Overview: The days of guaranteed employer-provided pension and health insurance are long gone. These days, employees are primarily responsible for ensuring they can retire comfortably. This is not always easy, since many employees start saving too little too late.
Even though the rules of the game have changed, employers can still serve as a valuable resource to employees when it comes to retirement planning. Employers can be proactive in their efforts to educate employees on the importance of saving for the future; encourage employees to contribute to a retirement plan; explain how investment strategies change based on factors such as age, the number of years left to retirement and individual goals; ensure employees fully understand their retirement plan's periodic benefit statements and other materials available to them including the plan's Summary Plan Description (SPD); and encourage employees to research retirement planning options on their own or with a financial planner.
Employees that receive education and support from their employer have a better understanding of what they need to do in order to prepare for retirement.
Trends: Employers continue to be creative in their efforts to educate employees on the importance of saving for retirement and retirement planning in general. More than likely, auto-enrollment and escalation features will become more prevalent as a means to help employees invest for their future.
Author: Tracy Morley, SPHR, Legal Editor
Updated to reflect FAQs on the fiduciary rule published by the Department of Labor.
Updated to reflect 2017 inflation-adjusted amounts.
Updated to reflect 2017 FICA tax rates and benefit amounts.
Updated to reflect IRS final regulations defining 'spouse' for federal tax and benefits purposes.

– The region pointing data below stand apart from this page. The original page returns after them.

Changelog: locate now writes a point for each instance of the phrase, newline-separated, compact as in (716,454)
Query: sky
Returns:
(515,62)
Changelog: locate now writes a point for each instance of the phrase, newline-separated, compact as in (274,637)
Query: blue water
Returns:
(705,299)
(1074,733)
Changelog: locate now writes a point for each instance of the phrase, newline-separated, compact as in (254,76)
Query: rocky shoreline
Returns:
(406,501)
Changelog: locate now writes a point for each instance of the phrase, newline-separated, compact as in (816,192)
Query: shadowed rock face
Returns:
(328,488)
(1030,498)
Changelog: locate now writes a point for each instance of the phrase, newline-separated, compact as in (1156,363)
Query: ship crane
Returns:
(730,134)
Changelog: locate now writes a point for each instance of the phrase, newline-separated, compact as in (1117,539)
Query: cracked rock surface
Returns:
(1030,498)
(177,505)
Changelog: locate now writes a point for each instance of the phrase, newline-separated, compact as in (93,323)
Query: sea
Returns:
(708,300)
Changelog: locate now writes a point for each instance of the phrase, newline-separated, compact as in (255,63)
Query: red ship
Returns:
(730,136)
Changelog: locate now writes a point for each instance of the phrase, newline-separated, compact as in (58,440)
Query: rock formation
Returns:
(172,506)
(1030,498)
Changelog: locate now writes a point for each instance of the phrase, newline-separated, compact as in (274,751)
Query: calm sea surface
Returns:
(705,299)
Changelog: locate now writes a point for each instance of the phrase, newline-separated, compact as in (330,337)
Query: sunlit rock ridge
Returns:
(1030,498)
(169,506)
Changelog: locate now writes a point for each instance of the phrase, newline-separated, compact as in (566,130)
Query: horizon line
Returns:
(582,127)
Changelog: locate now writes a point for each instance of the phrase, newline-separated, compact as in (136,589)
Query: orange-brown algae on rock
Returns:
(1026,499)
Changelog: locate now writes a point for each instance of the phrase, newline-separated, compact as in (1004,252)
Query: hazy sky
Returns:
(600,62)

In the interest of encouraging retirement savings to protect the economic security of older Americans, the Department of Labor's Employee Benefits Security Administration has issued a final rule guiding states on how to design payroll deduction savings initiatives with automatic employee enrollment (auto-IRAs) without being preempted by the Employee Retirement Income Security Act (ERISA). The final rule also provides guidance to the employers that eventually may be required to offer such programs to employees.